Минут пять без движения и слов понаблюдав улицу через витрину ресторана, Исмаил, не отводя взгляда от стекла, спокойно начал говорить.
– В тысяча девятьсот шестьдесят третьем году, когда я родился, прошло уже шесть лет с того времени, как нам, чеченцам, было позволено вернуться на родину из ссылки, куда, как ты знаешь, зимой сорок четвертого по приказу Сталина сослали весь наш народ. А твой отец родился в ссылке, и, когда мы вернулись, ему шел восьмой год. За те тринадцать лет нашего отсутствия на родной земле многие дома чеченцев были заселены русскими и представителями некоторых других национальностей. Ведь Сталин не намеревался позволить нам вернуться через тринадцать лет. Да он и не позволил бы, если бы дожил. Многие по возвращении обнаруживали в своих домах семьи, которые считали, что это уже их дома. Происходили стычки, ссоры и даже убийства. Многих, конечно, все же выгнали. Но у нашей семьи была другая ситуация. Во время выселения у отца в качестве дома было небольшое жалкое строение из глиняных кирпичей. Жилище это было настолько невзрачным, что туда никто и не стал заселяться. И за тринадцать лет заброшенности оно почти совсем развалилось.
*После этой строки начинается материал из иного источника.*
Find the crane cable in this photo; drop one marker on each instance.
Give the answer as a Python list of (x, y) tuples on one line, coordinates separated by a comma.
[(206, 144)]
Когда наша семья вернулась домой, нашим с тобой отцам приходилось ездить в лес, срубать деревья, точить, пилить и использовать их для строительства дома. Помогала им в этом только мать. Пока длилось это строительство, их настигла зима, к концу которой они и завершили постройку подобия дома, в котором позже появлялись на свет, жили и росли Идрис, Зулихан и я.